Contact Person: Joseph L. Unthank (junthank@iupui.edu)


Luminal enlargement of collaterals has been well documented(Coyle, 1984; Conrad et al., 1971; Schaper et al., 1988; Paskins-Hurlburt & Hollenberg, 1992; White et al., 1992; Lehman et al., 1991). However, the primary stimulus responsible for collateral evolvement remains controversial. Furthermore, the specific mechanisms mediating the wall remodeling associated with progressive luminal expansion are largely unknown. Although growth factors produced by ischemic tissues(Hashimoto et al., 1994; Schaper, 1993a) or monocytes(Schaper, 1993b) may participate in collateral development, there is substantial evidence to suggest that shear stress is a primary stimulus for arterial growth(Langille & O'Donnell, 1986; Kamiya & Togawa, 1980; Zarins et al., 1987) and collateral enlargement(Unthank et al., 1996b; Unthank et al., 1996a; Ito et al., 1997). This structural regulation of vascular diameter by blood flow has been shown to require an intact endothelium(Langille & O'Donnell, 1986; Tohda et al., 1992) and cell culture studies with molecular biology techniques have also demonstrated that shear stress can induce the transcription of endothelial genes for many growth factors (see references (Resnick & Gimbrone, Jr., 1995; Skalak & Price, 1996) for review).

In this review, a summary of studies performed in our laboratory investigating remodeling of small resistance arteries after abrupt elevation of blood flow will be presented. The model utilized in these studies has been previously described(Unthank et al., 1996b; Unthank et al., 1996a). It permits paired observations of arterial diameters along a well-defined collateral pathway, before and at various times after flow elevation due to arterial ligation. The techniques used with this model for repeated observation do not alter microvascular growth or remodeling (Unthank & Bohlen, 1987; Unthank & Bohlen, 1988; Unthank et al., 1996b). Arterial blood flow at the beginning of the collateral pathway is increased ~275% (Figure 2) following the creation of the model. Wall shear stress is initially increased ~175% (Figure 3). As luminal expansion occurs, blood flow in the collateral artery remains elevated but wall shear rates are restored to normal levels. Because normal tissue perfusion is maintained and arterial pressure at the site of primary adaptation is not altered(Unthank et al., 1996b), shear stress is considered to be the major stimulus for the initial arterial adaptation in this model. Additional details regarding this model are given in Figures 1-3. The focus of this review will be upon changes in the intima and media during the progression of collateral development. Wall remodeling will be specifically examined at time points when wall shear remains elevated (1 wk), has been restored to normal levels (4 wk), and a significantly later time (12 wk) when the adaptations to elevated shear are assumed to be at or near completion.

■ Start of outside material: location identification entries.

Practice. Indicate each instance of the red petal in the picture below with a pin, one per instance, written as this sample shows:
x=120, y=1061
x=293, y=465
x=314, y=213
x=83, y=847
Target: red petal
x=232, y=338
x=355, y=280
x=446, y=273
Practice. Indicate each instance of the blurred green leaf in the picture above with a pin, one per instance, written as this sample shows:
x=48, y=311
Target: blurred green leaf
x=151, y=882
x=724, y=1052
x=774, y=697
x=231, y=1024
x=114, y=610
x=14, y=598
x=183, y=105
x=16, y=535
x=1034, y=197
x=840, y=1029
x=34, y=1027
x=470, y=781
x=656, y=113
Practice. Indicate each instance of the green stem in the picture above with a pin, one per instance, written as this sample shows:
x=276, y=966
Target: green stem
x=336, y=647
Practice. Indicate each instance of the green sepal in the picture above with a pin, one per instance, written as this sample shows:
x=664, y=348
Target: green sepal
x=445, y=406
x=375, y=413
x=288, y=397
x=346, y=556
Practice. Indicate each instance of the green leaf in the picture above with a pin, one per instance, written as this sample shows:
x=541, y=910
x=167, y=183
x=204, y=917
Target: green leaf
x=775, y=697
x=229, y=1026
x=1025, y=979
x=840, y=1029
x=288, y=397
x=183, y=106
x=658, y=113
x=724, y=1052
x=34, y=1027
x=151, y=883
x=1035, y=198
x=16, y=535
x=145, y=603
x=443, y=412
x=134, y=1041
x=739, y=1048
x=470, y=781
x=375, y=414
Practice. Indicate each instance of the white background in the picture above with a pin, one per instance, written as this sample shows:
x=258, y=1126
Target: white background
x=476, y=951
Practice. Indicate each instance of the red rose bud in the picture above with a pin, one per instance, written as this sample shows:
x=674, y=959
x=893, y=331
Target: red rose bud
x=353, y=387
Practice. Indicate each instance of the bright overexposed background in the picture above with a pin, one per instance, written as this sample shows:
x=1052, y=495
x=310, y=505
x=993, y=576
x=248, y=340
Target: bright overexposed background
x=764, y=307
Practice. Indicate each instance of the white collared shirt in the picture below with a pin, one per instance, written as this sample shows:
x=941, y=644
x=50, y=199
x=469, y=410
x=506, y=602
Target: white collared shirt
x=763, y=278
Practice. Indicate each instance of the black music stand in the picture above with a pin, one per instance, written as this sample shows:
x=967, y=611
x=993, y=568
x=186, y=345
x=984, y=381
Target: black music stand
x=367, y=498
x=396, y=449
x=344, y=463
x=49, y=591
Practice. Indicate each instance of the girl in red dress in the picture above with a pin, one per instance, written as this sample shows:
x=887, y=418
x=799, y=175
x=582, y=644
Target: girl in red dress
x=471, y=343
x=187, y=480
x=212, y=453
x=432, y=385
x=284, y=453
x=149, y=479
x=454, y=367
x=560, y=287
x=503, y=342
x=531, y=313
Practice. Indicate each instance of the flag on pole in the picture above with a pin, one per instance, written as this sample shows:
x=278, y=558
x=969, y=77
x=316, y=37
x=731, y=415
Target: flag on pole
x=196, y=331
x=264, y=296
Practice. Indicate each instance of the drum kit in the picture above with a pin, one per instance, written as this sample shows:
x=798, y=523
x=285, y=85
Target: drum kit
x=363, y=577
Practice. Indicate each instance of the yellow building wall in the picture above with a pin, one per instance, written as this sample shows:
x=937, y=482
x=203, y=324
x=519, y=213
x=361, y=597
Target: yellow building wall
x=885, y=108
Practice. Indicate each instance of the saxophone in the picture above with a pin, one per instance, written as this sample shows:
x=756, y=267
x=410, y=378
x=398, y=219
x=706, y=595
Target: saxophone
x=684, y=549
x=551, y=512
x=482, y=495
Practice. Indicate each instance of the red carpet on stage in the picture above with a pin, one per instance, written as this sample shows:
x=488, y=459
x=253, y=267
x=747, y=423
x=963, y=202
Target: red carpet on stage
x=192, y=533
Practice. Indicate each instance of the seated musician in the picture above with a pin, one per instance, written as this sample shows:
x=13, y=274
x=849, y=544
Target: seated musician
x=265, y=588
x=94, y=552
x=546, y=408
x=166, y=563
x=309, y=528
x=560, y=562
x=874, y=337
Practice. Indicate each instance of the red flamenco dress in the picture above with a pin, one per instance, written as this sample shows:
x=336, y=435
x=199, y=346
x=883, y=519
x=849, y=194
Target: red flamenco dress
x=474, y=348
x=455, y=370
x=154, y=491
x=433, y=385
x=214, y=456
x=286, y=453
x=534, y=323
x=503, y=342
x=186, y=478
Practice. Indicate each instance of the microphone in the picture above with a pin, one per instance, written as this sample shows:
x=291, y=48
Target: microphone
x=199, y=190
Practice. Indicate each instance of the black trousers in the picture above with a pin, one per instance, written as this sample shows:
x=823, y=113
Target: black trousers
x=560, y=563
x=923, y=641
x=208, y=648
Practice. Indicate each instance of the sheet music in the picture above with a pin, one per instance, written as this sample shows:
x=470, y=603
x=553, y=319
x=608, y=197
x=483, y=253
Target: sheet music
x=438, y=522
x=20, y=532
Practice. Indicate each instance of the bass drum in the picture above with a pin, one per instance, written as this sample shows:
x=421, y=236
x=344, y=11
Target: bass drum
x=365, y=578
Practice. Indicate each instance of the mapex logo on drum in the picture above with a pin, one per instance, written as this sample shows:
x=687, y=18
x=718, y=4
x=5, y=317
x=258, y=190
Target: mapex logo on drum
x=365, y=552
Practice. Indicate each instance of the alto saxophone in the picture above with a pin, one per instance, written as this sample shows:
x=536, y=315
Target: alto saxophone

Click to enlarge Fig. 1: A collateral arterial pathway was created as previously described (Unthank et al., 1996b) by ligating 3-4 sequential mesenteric arteries supplying blood flow to the terminal ileum of ~200g Wistar rats. Solid black circles in the diagram illustrate the sites of ligation. Between the two boundary collaterals, there were ~50 large arterioles over a distance of ~10 cm. The open circles indicate sites of diameter measurement at defined regions (boundary, mid-zone, center) along the collateral dependent pathway as well as at control or normal areas.

Click to enlarge Fig. 2: In acutely studied rats, blood flow in the ileal arteries at the boundary region was measured before and after arterial ligation under resting (control) and maximally dilated conditions.

Click to enlarge Fig. 3 After arterial ligation, wall shear rate (WSR) is initially elevated ~175%(Unthank et al., 1996b). After one week, the collateral diameter is increased ~30% and WSR is estimated to remain elevated ~80%(Unthank et al., 1996a). By 4 weeks, additional luminal enlargement has occurred and WSR is similar to both pre-ligation WSR and WSR in normal arteries of the same animals(Unthank et al., 1996a). At 12 weeks (data not shown), the WSR in collateral arteries remains similar to WSR in normal arteries (Fath et al., 1998).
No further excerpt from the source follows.